AIM To establish a helpful tool for intracellular HBV replication and anti-viral drugs screening studies.
METHODS We utilized the replication-competent HBV viral vectors constructed by our laboratory, combined with the secreted luciferase reporter gene, to construct replication-competent HBV vectors expressing the reporter gene secretory Nanoluc Luciferase (SecNluc). HepG2.TA2-7 cells were transfected with this vector to obtain cell lines with stably secreted HBV particles carrying secNluc reporter gene.
RESULTS The replication-competent HBV vector carrying the SecNluc reporter gene pCH-sNLuc could produce all major viral RNAs and a full set of envelope proteins and achieve high-level secreted luciferase expression. HBV replication intermediates could be produced from this vector. Via transfection with pTRE-sNLuc and selection by hygromycin, we obtained isolated cell clones, named HBV-NLuc-35 cells, which could secrete secNLuc recombinant viruses, and were sensitive to existing anti-HBV drugs. Using differentiated HepaRG cells, it was verified that recombinant HBV possessed infectivity.
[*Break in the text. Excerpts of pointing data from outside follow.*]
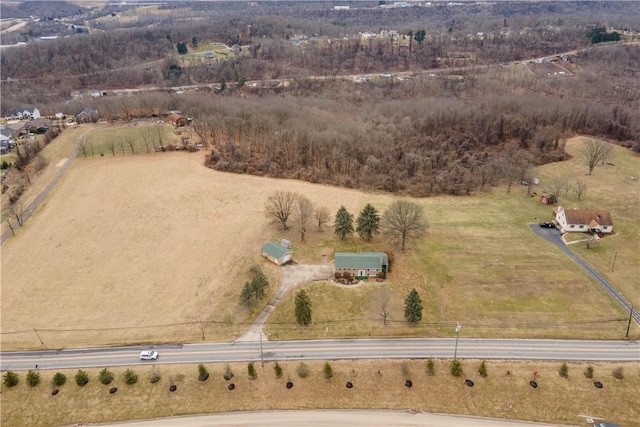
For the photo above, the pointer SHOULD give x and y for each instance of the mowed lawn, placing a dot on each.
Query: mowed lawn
(156, 248)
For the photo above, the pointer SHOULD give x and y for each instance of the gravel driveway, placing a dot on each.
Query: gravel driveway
(292, 275)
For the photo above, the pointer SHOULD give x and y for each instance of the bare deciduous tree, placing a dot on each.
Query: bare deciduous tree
(593, 152)
(403, 221)
(580, 189)
(303, 212)
(280, 206)
(381, 304)
(321, 214)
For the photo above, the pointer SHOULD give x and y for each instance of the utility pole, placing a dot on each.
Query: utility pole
(455, 352)
(261, 352)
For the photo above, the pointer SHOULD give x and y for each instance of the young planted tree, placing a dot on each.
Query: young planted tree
(82, 378)
(280, 205)
(403, 221)
(327, 370)
(593, 152)
(10, 379)
(303, 308)
(130, 377)
(413, 307)
(321, 215)
(303, 211)
(343, 223)
(368, 222)
(105, 376)
(456, 368)
(59, 379)
(33, 378)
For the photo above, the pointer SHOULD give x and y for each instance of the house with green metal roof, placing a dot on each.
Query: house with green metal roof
(361, 265)
(276, 253)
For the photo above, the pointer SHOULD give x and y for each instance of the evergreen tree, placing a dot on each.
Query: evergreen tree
(343, 224)
(368, 222)
(413, 307)
(303, 308)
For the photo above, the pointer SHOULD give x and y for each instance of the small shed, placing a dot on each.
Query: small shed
(276, 253)
(361, 265)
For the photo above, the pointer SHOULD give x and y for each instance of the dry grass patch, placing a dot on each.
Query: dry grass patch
(505, 393)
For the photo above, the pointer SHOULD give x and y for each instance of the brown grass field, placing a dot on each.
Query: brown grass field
(156, 247)
(504, 393)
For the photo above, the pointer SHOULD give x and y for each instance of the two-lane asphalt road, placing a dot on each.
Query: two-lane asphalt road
(329, 350)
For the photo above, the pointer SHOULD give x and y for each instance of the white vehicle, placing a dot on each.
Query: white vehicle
(148, 355)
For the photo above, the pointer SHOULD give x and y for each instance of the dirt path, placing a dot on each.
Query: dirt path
(291, 276)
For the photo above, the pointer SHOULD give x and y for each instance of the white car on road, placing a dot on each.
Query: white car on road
(148, 355)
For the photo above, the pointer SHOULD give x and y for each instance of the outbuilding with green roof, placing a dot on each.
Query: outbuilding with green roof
(361, 265)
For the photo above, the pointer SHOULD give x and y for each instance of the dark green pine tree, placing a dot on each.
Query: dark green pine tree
(368, 222)
(343, 224)
(303, 308)
(413, 307)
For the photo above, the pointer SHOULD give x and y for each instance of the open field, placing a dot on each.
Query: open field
(156, 248)
(504, 393)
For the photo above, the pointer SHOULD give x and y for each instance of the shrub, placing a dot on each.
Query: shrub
(618, 373)
(302, 370)
(404, 368)
(59, 379)
(588, 372)
(431, 370)
(33, 378)
(277, 370)
(227, 373)
(130, 377)
(11, 379)
(482, 370)
(456, 368)
(105, 376)
(154, 376)
(203, 374)
(327, 370)
(82, 378)
(564, 370)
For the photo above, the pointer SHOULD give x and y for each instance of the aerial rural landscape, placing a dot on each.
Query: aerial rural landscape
(211, 207)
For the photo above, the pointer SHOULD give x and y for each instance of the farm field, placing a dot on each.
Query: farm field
(152, 248)
(504, 393)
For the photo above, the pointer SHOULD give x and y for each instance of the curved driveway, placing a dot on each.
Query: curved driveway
(554, 236)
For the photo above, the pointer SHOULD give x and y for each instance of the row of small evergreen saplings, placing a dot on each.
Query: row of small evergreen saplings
(105, 376)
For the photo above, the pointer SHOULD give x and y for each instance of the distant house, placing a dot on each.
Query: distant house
(176, 119)
(30, 113)
(583, 220)
(361, 265)
(276, 253)
(88, 115)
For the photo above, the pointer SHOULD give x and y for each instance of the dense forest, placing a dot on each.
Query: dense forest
(464, 118)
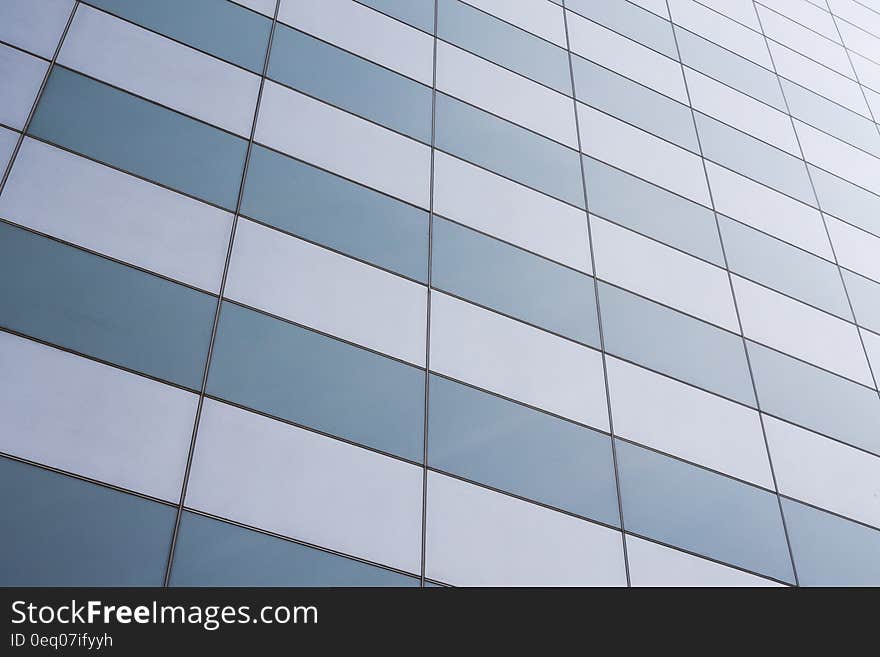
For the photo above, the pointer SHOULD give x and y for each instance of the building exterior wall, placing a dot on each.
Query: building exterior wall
(417, 292)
CONCLUSION Our research demonstrated that a replication-competent HBV vector carrying a secreted luciferase transgene possesses replication and expression ability, and the established HBV replication and expression cell lines could stably secrete viral particles carrying secNluc reporter gene. More importantly, the cell line and the secreted recombinant viral particles could be used to trace HBV replication or infection.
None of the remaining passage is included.